## Tutorial for BOC (Bag-of-Concepts)

- This tutorial is a re-implementation of Kim, Han Kyul, Hyunjoong Kim, and Sungzoon Cho. "Bag-of-Concepts: Comprehending Document Representation through Clustering Words in Distributed Representation." Neurocomputing (2017).

- It will show you how to use this package to create sample BOC documents vectors as presented in the paper.

### 1. Import the package and designate the location of the input trext file.

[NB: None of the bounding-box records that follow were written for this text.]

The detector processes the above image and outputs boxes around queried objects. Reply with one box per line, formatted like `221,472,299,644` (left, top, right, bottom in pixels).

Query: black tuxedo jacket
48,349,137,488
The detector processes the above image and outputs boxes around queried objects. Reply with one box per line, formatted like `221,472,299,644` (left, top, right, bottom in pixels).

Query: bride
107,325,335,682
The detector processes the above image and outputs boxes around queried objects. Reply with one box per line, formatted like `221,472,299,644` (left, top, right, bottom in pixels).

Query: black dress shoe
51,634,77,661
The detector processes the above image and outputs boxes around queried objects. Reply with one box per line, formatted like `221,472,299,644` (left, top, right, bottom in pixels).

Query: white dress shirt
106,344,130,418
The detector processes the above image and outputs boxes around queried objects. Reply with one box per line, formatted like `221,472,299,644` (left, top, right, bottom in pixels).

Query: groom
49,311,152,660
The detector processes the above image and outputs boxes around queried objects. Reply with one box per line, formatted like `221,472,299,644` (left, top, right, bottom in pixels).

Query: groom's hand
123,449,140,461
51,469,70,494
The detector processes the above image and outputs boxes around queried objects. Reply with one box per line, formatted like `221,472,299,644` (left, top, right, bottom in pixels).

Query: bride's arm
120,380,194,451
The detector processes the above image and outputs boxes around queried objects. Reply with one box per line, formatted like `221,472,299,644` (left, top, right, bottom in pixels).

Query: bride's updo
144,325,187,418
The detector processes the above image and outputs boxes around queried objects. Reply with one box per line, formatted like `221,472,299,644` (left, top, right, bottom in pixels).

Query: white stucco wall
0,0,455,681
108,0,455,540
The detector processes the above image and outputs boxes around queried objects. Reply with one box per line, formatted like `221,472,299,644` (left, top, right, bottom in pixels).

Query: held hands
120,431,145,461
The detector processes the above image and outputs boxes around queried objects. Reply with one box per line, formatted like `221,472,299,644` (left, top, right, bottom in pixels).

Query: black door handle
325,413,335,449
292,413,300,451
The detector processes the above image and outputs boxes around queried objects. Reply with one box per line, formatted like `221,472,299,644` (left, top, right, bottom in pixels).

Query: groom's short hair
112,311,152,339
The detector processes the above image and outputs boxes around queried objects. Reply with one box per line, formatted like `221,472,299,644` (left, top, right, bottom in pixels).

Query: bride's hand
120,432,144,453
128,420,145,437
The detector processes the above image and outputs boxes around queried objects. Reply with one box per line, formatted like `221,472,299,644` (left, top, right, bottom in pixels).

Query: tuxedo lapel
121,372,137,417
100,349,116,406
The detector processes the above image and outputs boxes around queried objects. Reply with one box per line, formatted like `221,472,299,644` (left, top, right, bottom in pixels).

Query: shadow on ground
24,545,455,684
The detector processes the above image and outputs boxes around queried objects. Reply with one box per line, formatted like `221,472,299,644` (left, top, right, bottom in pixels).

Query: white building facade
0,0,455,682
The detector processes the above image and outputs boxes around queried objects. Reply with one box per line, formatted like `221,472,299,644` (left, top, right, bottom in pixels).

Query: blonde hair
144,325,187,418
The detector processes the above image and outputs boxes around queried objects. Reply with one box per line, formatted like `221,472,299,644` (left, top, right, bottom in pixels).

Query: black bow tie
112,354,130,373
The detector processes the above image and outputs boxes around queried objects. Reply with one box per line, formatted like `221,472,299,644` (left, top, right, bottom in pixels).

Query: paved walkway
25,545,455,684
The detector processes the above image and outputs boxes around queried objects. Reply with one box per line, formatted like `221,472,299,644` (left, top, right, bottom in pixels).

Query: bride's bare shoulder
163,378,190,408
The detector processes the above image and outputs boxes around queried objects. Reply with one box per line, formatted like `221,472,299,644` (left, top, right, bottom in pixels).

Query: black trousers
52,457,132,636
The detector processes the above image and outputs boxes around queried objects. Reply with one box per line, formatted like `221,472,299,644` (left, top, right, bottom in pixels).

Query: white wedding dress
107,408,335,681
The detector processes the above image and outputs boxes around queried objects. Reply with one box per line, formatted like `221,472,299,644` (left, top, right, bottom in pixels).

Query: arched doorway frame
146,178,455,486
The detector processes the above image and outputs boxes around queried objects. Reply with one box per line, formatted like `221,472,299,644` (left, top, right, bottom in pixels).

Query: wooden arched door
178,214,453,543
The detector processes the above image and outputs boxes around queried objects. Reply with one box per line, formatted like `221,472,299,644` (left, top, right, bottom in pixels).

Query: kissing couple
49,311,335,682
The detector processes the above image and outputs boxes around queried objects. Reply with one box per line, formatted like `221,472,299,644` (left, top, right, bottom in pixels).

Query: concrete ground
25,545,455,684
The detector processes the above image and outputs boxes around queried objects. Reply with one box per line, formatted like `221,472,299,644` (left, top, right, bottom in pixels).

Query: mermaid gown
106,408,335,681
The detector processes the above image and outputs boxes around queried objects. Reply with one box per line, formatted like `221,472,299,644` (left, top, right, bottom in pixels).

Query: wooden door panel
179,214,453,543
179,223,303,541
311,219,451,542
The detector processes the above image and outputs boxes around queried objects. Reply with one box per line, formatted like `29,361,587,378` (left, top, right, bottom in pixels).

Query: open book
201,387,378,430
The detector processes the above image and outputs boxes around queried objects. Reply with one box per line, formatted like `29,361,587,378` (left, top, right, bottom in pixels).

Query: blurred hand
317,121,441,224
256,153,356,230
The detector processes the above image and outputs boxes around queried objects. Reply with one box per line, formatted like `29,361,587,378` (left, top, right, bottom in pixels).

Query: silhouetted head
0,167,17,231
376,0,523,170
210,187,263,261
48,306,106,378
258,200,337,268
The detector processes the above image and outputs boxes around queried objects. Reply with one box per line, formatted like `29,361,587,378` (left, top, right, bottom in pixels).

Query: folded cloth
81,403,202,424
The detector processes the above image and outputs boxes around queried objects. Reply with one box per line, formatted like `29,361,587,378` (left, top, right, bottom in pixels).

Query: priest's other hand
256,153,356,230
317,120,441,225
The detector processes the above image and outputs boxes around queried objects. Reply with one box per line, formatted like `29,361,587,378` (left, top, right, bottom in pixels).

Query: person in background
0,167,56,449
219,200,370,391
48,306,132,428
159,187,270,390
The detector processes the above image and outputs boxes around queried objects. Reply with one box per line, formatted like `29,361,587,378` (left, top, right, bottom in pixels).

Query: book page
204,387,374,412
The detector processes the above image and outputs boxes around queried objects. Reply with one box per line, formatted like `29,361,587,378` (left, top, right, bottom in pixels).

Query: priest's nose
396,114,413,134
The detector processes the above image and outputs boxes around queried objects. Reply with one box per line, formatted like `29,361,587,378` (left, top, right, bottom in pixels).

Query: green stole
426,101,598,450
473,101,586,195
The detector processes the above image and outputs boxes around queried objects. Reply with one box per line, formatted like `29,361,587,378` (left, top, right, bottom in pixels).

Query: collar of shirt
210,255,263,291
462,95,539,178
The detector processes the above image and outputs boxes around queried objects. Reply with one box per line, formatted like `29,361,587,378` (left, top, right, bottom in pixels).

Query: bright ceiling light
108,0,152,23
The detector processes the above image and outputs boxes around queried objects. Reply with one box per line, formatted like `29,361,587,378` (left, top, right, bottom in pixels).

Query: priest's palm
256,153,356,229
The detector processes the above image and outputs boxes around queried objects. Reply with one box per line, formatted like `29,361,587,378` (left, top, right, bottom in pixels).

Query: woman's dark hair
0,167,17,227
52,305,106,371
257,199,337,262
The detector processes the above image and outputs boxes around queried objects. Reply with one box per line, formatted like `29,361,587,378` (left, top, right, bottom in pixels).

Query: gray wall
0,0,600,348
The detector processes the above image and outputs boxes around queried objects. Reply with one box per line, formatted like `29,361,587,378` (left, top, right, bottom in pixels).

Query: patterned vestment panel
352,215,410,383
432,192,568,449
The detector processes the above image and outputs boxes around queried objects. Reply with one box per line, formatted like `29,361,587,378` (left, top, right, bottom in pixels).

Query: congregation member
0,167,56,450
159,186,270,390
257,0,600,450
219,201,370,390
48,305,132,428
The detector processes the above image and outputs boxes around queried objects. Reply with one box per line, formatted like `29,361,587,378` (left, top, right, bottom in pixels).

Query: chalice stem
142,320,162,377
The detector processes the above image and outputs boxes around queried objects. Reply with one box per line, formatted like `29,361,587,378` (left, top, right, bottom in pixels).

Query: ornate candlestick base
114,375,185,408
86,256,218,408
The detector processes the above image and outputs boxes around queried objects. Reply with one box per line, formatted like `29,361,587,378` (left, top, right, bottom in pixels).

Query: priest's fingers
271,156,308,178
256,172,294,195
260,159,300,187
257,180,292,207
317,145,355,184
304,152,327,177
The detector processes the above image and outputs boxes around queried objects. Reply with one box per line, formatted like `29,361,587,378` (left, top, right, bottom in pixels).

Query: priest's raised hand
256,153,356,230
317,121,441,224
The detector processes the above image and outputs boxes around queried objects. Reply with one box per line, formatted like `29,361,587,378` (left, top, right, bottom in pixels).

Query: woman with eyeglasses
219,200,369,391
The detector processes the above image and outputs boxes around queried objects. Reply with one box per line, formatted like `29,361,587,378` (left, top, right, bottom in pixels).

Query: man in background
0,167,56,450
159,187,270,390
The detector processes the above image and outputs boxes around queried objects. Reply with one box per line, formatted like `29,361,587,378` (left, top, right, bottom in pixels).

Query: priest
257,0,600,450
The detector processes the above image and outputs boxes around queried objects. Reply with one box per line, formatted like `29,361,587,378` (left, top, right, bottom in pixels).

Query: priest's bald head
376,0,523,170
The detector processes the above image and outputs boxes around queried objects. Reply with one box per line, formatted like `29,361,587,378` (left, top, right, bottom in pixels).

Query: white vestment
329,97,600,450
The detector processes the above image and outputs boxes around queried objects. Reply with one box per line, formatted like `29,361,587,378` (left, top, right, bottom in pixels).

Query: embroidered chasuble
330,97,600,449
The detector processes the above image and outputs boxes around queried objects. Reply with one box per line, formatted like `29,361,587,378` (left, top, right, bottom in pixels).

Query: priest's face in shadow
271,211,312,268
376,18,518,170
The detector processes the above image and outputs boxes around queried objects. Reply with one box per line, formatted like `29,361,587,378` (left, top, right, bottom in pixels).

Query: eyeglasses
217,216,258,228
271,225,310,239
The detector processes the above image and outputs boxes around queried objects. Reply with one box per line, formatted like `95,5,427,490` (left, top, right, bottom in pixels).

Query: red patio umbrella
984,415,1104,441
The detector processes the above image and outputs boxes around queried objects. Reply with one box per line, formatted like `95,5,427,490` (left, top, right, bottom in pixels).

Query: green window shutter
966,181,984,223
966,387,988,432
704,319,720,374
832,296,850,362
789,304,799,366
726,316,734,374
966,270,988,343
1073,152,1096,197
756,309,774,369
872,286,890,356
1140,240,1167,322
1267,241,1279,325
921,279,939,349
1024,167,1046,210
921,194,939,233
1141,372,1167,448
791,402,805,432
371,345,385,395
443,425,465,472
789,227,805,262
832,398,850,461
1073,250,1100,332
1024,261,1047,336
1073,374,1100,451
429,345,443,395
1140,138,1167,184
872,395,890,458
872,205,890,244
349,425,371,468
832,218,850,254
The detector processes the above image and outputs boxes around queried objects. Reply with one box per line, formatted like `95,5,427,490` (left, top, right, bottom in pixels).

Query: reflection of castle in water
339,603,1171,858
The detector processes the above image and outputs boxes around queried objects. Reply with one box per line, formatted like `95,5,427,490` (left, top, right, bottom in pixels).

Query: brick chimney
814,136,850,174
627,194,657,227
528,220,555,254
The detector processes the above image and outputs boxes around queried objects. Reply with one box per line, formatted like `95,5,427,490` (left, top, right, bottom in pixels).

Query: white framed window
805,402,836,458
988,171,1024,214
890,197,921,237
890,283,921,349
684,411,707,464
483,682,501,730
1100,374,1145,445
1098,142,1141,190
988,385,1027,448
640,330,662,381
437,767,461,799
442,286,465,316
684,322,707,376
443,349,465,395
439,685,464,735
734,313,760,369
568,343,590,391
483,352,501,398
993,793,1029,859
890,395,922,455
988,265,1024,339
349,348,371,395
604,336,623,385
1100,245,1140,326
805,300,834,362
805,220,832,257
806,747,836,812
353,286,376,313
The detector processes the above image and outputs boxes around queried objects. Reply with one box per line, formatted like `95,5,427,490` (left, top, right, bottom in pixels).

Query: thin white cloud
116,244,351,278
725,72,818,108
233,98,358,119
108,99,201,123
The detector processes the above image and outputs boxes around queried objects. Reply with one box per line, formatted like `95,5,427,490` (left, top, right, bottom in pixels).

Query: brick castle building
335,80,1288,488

- Sample text file contains 5,000 articles from Reuter dataset used in the paper

In [2]:
import bagofconcepts as bc

# pip install bagofconcepts

In [3]:
document_path='./sample_data/sample_articles.txt'

### 2. Set parameters for training BOC

- To train BOC, embedding dimension, context window size, minimum frequency and number of concepts must bedefined as parameters.
- **Embedding dimension** denotes the dimensions of word vectors to be trained from word2vec
- **Context window size** refers to the number of precedeing and subsequent words that are going to be regarded as contexts for a given input word
- Words with frequencies below **minimum frequency** will be ignored in the model
- ** The number of concepts** indicates the value of k to be used for spherical clustering. (number of concepts & dimensions of document vectors to be trained)


### 3. Train BOC document vectors

In [7]:
boc_model=bc.BOCModel(doc_path=document_path, embedding_dim=200, context=8, min_freq=100, num_concept=100 )

boc_matrix,word2concept_list,idx2word_converter=boc_model.fit()

In [None]:


X_train=boc_matrix[0:4000]
X_test=boc_matrix[4000:]
Y_train=labels[0:4000]
Y_test=labels[4000:]


parameters={'C':[0.5, 2], 'kernel':['linear', 'poly']}
svr=svm.SVC(kernel=ek,decision_function_shape='ovr')
clf1=GridSearchCV(svr, parameters, cv=10)
clf1.fit(X_train, Y_train)
print("----------Cross Validation Result----------")
print(clf1.best_score_)
print(clf1.best_params_)


print("----------Prediction Result----------")
yhat=clf1.predict(X_test)
print(f1_score(Y_test, yhat, average='micro'))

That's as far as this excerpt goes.